The Government will, beginning this fiscal year, implement more subsidies for the community-based health insurance scheme known as mutuelle de santé, which has been grappling with funding challenges.
The extra funding totalling to Rwf10 billion, according to Rwanda Social Security Board (RSSB), has raised the country's prospects of attaining universal health insurance coverage.
It also comes to guarantee the stability of the country's largest insurance scheme, which caters for 88 per cent of Rwanda's 12 million people for their healthcare service needs.
With annual contributions of Rwf32.8 billion, including Government subsidies, and a total spend of Rwf47.4 billion, mutuelle de santé has been facing a funding deficit Rwf14.6 billion every year, according to data from RSSB.
Richard Tusabe, the Director General of RSSB, told a news conference yesterday that the new subsidies are contained in the Prime Minister's Order, which was gazetted last month.
Under the new law, the government will, every year, spend addition Rwf6 billion on mutuelle de santé through direct budget financing.
This is in addition to 100 per cent of the amount collected as penalties for trade of substandard products paid by the public institution in charge of standards as well as 10 per cent of all fees charged on services offered by gaming companies.
Other revenue streams for the insurance scheme include 10 per cent of fees collected from road traffic fines and between 2.5 per cent and 3 per cent of the telecommunication sector's annual turnover.
Tusabe said telecommunication companies alone will be contributing Rwf3.5 billion to the scheme every year.
"The order that was approved will enable us to get at least Rwf10 billion," he disclosed.
However, he said, there is need for more sustainable financing options to cushion the scheme against further budget shortfalls.
"There is a study that is being carried out that will inform us about the available financing alternatives because every year the money that we spend on mutuelle de santé increases as health care services are brought closer to people.
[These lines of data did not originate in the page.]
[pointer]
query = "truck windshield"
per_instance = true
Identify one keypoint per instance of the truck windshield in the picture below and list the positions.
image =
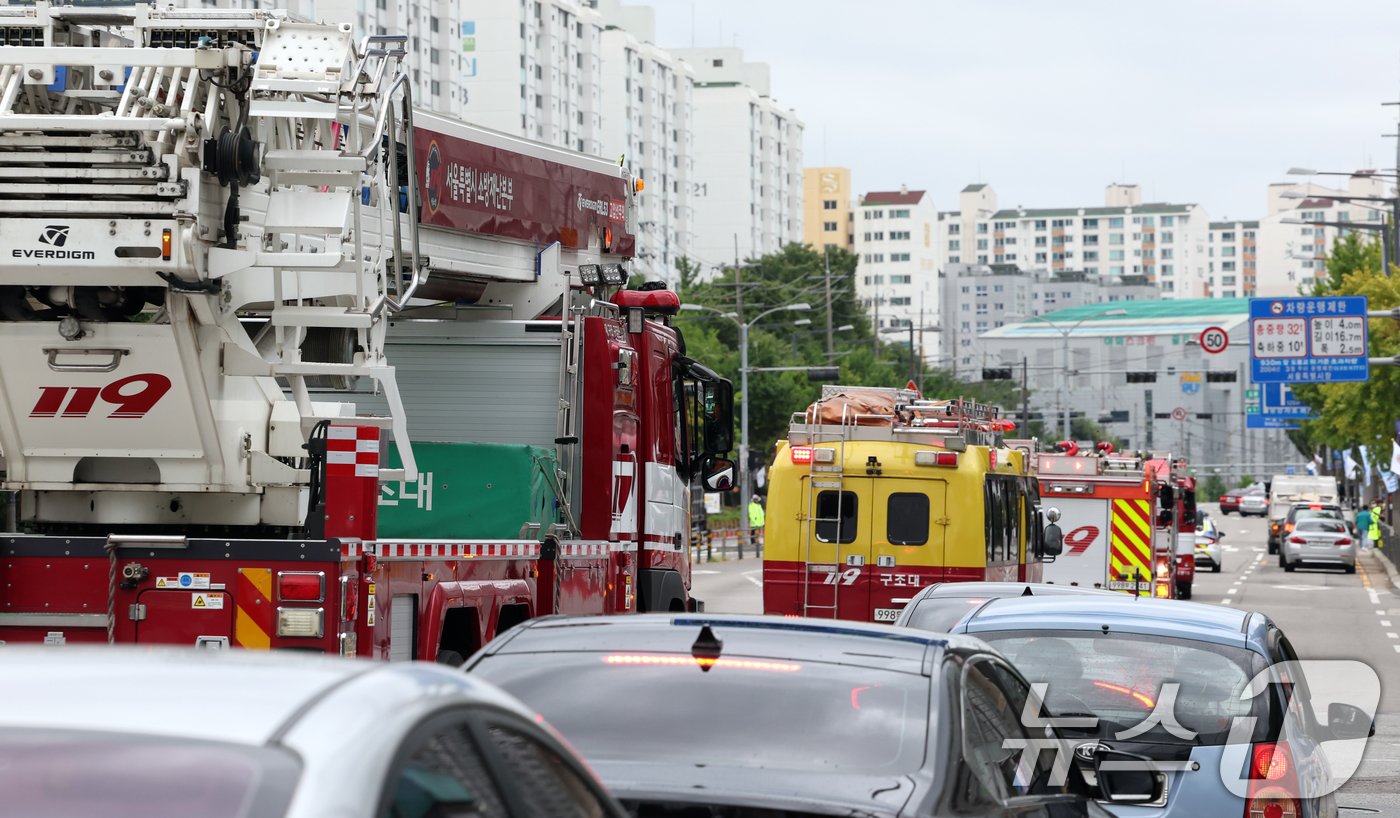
(62, 773)
(749, 712)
The development will allow us to ensure that people continue to get healthcare and medical service providers get paid on time," he said.
Dr. Diane Gashumba, the Minister of Health told The New Times that the subsidies are a response to the increased demand for healthcare services.
"Since community based health insurance was created, sensitisation around early seeking of health services has performed very well and consultations keep increasing in numbers, which is a great thing (that) translated into very positive results: no more severe cases of malaria in Rwanda," Gashumba observed.
However, she said, it is important to note that the Government subsidy was calculated to top up the premium contributed by the community and not to replace it.
"Everyone's contribution has be made timely. We should aim at 100 per cent coverage," Gashumba said, pointing out that such an objective was within the country's reach.
The government will continue to pay the Rwf2,000 subsidy to the scheme per year for each needy person in category one of Ubudehe.
There will also be 50 per cent of registration fees for pharmaceutical products and medical devices, as well as one 100 per cent of the amount collected as medical research fees paid by the ministry in charge of health.
In addition, the initiative will get 50 per cent of the fees collected for motor vehicle mechanical inspection paid by Rwanda National Police.
If following an audit, the subsidies paid are found less than the amount to be paid, the concerned entity pays the unpaid subsidies and an administrative fine equivalent to two hundred percent (200 per cent) of the amount of the unpaid subsidies, the Prime Minister's order states.